JVK : Sans solution sur ceux dossiers, la MAV et le fichier électoral, va-t-on droit dans le mur ?

SM : C’est évident. Tout est fait en vue d’une fraude massive en faveur du FCC, qui a absorbé les caciques du MPR et de l’AFDL, auxquels se sont joint de pseudo-opposants, .

JVK : Vous diriez que ce processus électoral est organisé de façon très politique, partisane ?

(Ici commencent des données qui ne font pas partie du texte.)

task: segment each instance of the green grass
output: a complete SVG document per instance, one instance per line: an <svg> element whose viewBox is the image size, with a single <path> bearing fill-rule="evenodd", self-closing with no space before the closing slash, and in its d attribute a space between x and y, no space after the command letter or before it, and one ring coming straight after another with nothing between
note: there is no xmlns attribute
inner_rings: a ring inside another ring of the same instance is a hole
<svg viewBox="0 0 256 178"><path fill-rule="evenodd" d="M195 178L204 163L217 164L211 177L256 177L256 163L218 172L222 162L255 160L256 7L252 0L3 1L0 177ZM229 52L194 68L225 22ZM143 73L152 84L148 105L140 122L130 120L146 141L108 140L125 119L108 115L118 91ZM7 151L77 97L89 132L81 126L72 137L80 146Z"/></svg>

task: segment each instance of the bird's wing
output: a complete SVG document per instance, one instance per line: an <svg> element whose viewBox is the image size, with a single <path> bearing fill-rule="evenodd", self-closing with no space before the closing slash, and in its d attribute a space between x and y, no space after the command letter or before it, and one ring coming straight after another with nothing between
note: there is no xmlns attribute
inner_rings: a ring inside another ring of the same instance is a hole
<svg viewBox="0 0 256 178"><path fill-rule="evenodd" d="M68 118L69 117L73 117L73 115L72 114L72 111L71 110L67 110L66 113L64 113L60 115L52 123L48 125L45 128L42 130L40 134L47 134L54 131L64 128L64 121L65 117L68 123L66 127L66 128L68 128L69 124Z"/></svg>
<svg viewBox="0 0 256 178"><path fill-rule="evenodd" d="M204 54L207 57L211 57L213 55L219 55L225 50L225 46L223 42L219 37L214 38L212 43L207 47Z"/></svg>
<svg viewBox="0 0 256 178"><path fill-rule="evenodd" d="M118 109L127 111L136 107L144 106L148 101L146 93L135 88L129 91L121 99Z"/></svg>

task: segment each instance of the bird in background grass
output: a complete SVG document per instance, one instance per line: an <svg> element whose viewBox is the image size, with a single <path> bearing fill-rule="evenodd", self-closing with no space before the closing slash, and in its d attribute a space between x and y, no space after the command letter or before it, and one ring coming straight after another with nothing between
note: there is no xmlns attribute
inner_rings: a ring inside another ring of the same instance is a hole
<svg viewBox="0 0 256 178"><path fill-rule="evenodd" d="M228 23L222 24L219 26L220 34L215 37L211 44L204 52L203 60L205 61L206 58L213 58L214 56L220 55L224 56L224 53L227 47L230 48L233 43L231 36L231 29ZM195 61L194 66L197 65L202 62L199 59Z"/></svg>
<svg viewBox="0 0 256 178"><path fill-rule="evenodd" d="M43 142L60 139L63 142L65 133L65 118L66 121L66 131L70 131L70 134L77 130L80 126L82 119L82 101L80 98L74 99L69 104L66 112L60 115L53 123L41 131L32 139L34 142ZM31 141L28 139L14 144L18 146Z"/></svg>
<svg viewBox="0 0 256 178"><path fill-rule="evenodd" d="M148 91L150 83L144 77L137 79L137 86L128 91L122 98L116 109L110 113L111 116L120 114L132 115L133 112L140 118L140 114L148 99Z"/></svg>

SM : Norbert Basengezi appartient au PPRD et au FCC. Il ne peut se défaire de cette double tunique sous prétexte qu’il est un cadre de la CENI. Il nous a dit qu’il a été le directeur de campagne de Joseph Kabila lors de la présidentielle de 2011 dans le Sud-Kivu. Je comprends qu’il soit ainsi récompensé pour le travail effectué. Et à son poste, aujourd’hui, il continue à favoriser les intérêts de son camp. Un camp qui manipule la CENI, instrumentalise la Cour constitutionnelle et qui recrute des ministres, un président de l’Assemblée nationale, des hauts-fonctionnaires, etc., pour les mettre au service du candidat dauphin. La majorité mélange de manière malsaine activité institutionnelle et activité partisane.

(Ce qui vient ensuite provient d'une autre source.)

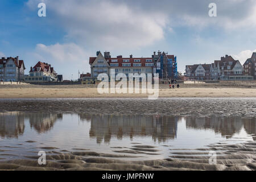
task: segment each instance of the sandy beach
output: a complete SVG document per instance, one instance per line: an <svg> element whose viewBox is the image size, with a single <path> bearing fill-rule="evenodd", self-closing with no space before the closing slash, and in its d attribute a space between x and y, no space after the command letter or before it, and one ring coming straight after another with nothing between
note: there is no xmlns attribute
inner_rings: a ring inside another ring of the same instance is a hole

JVK : Tout de même, Joseph Kabila ne se représentera pas. C’est une satisfaction pour l’opposition, non ?

SM : Détrompez- vous. Les gens de la majorité sont des adeptes de l’école russe : Poutine-Medmedev. Ce scénario sera importé chez nous. Une fois élu, Shadary devra laisser sa place à Kabila. C’est pourquoi le FCC ne veut pas entendre parler de l’aide internationale en faveur du processus électoral. Car cela signifierait présence d’observateurs internationaux. Il le leur serait donc plus difficile de tricher pour imposer un tel scénario. Mais ces observateurs ne viendront pas. Joseph Kabila et son camp pourront donc facilement changer les résultats des élections. Car, ils le savent, ils sont tellement impopulaires qu’ils n’ont aucune chance de gagner à la régulière.